In the now extinct language of the |Xam Bushman people of Southern Africa |Xau or |Xaun meant to shoot with a magical arrow or go on a magical expedition.
My people had a word – No, more than a word – |Xau flowed through us – Lived in us – Connected us – Then it left us
When it went away – This word that is more than a word – It tumbled down the mountains – And out of our mouths – A precious possession… stolen, gone
Nothing has come to fill the vacant house of the |Xau – Magic does not live in the home of the new words – Disconnected broken arrows – Going nowhere
Our children play with empty words – That do not speak of mystical journeys
|Xau – My people had a word
|Xau – So much more than a word
|Xau – Melodies no longer heard
But deep in the earth there is healing – The land awaits our right doing – Ancestral Voices guide us back – To other Magical Arrows – And the melody of words that are more than words
To the |Xau of nowBy Sylvia Vollenhoven
It is hard to restore our connections with the land, our love and respect of all that is, without finding the |Xau of now.

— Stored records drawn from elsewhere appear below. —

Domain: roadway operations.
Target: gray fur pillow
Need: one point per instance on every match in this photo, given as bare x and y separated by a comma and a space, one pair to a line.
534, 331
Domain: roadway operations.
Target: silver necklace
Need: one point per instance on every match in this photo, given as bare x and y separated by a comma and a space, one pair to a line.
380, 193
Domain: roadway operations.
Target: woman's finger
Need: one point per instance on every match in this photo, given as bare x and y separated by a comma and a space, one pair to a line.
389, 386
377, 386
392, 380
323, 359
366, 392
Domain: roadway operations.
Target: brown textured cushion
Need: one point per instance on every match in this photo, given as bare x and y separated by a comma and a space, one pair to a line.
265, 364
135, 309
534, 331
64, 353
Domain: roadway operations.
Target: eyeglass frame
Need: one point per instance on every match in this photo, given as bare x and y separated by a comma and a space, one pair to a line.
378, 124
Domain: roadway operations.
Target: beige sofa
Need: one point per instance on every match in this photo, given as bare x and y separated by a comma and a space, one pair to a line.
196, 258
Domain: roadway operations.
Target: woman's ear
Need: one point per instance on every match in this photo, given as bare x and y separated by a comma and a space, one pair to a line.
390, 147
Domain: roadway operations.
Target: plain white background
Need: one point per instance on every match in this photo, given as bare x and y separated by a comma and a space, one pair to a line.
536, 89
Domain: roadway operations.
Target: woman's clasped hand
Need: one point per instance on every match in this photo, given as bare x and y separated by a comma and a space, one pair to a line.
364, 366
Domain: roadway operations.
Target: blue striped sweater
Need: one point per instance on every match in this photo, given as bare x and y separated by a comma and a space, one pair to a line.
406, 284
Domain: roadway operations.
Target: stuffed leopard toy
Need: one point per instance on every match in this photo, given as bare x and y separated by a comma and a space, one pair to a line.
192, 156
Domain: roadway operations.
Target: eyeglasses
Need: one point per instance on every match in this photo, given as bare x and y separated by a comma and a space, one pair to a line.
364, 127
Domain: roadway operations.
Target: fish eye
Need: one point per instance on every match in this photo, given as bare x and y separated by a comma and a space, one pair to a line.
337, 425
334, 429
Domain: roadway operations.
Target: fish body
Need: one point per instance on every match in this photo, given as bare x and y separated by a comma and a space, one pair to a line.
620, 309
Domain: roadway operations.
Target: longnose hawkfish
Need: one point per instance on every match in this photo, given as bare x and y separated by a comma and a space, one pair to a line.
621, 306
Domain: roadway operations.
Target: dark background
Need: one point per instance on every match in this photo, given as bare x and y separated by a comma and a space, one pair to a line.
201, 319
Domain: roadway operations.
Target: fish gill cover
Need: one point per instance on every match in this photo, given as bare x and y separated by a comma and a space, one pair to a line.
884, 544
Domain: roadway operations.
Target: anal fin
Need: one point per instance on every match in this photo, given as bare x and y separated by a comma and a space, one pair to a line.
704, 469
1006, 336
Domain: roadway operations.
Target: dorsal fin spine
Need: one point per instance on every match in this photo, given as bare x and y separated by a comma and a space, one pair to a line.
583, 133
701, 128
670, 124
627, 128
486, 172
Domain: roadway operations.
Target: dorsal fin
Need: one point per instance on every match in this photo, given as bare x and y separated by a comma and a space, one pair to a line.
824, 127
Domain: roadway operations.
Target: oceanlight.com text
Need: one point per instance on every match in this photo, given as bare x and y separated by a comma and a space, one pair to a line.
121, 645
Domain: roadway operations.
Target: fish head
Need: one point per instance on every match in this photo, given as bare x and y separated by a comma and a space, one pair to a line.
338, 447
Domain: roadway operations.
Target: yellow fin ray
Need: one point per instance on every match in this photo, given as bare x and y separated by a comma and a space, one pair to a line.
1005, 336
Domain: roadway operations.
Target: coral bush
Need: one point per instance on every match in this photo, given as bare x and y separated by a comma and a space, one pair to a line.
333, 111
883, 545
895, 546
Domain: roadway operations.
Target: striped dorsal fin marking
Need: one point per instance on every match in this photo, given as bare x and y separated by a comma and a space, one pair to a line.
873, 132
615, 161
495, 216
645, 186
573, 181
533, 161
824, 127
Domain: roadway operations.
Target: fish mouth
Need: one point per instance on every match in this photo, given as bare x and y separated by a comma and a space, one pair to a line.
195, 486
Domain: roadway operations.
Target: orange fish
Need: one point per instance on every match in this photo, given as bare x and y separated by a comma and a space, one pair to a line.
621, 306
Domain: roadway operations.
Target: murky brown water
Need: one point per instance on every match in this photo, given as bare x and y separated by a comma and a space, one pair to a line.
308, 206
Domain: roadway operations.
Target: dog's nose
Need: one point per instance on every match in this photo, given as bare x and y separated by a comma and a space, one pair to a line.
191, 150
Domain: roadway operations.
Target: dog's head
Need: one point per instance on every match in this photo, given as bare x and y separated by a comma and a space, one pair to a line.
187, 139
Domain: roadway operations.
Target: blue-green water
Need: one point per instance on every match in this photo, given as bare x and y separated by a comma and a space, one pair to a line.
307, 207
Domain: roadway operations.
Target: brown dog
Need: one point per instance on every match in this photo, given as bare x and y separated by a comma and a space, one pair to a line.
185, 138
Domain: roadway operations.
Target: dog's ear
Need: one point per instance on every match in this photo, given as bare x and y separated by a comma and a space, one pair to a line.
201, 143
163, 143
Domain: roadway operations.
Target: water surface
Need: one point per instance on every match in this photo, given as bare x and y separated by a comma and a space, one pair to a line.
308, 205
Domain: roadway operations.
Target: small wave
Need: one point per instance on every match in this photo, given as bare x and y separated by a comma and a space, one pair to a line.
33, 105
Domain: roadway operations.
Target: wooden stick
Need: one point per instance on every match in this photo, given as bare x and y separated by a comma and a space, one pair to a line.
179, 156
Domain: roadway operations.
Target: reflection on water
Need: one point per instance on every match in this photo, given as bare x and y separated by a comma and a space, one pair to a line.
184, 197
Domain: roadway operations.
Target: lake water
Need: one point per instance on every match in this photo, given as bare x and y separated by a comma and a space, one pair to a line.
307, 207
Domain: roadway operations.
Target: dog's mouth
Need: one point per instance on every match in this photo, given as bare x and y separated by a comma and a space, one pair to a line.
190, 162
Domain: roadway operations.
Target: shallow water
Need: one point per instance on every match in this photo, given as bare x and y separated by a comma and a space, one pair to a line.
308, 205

When I am a young girl growing up in apartheid South Africa my mother tongue is Afrikaans, a fascinating hybrid language with slave ancestry and the youngest on our Continent. It scoops up Asia, Africa and Europe in its arms and is closer to our hearts than English (the lingua franca of South Africa). When I am a young woman grappling with issues of identity, apartheid propaganda declares a version of my mother tongue to be the linguistic glue for driving the white Afrikaner people from racist nationalism to 20th Century nationhood.
For the mixed descendants of the colonials and the slaves (brought to South Africa mainly from Asia and other parts of Africa) our version of Afrikaans has been until recently the only tool we have had to build and solidify an African identity.
But now things are changing. We are going back into history to fetch precious intangible possessions that have been ripped out of our existence, out of our beings. There is talk of colonial overlords historically knocking out the front teeth of my people so that we could not pronounce the clicks of our indigenous languages. But in Southern Africa people are healing and relearning the languages that have survived, mainly Khoekhoegowab or its closest equivalent Nama.
The word concept |Xau, unearthed in an ancient dictionary, is a powerful example of what we have lost. The newer languages, inept by comparison, that have come to replace the rich indigenous lexicons do not have a word that comes close in meaning to “shoot with a magical arrow”.
When our languages were destroyed, we lost important elements of our culture and we lost entire civilisations. We have lost perspectives and a way of being in the world. Emulating a colonial way of expressing ourselves, our connection with the land and with the divine aspects of ourselves has been broken. This disconnect this brokenness, fuels self-destruction and in the process aids the destruction of the earth that sustains us.
Tumbling around in the maelstrom of the modern world, in search of what we have lost, we need to find those magical arrows. We need to find the |Xau of now to restore our relationship with the land and the divine within. Only then can we return to valuing the earth once more. Only then will we begin to heal what has been destroyed without and within.
Sylvia Vollenhoven is an indigenous South African author, playwright and filmmaker. Her seminal work on Khoesan identity, The Keeper of the Kumm, was awarded the nation‘s prestigious Mbokodo Prize for Literature and short-listed for all the major SA literary awards.
More about the |Xam language
The Language from which the word |Xau or |Xaun comes is |Xam (hear how to pronounce this word)
ǀXam is regarded by some as an extinct language of the Bushman people (a reclaimed and preferred term) of Southern Africa but its resonance can be found in modern Khoikhoi languages on the sub-Continent. The main, related modern language that has survived colonial devastation is Khoekhoegowab. |Xam was spoken by the ǀXam-ka ǃʼē people. This name or grouping was more a regional and geographic distinction than anything else. Much of the scholarly work on ǀXam was performed by Dr Wilhelm Bleek, a German linguist of the 19th century, his researcher sister-in-law Lucy Lloyd and their ǀXam-ka ǃʼē teacher informants ǁKábbo, Diaǃkwāin, ǀAǃkúṅta, ǃKwéite̥n ta ǁKēn, ǀHaṅǂkassʼō and other speakers. As a result, there is a surviving corpus of ǀXam that comes from the stories told by these individuals in the Bleek and Lloyd Collection at the University of Cape Town. Bleek’s daughter Dorothea added to the work, compiling a “Bushman Dictionary” that was published many years later.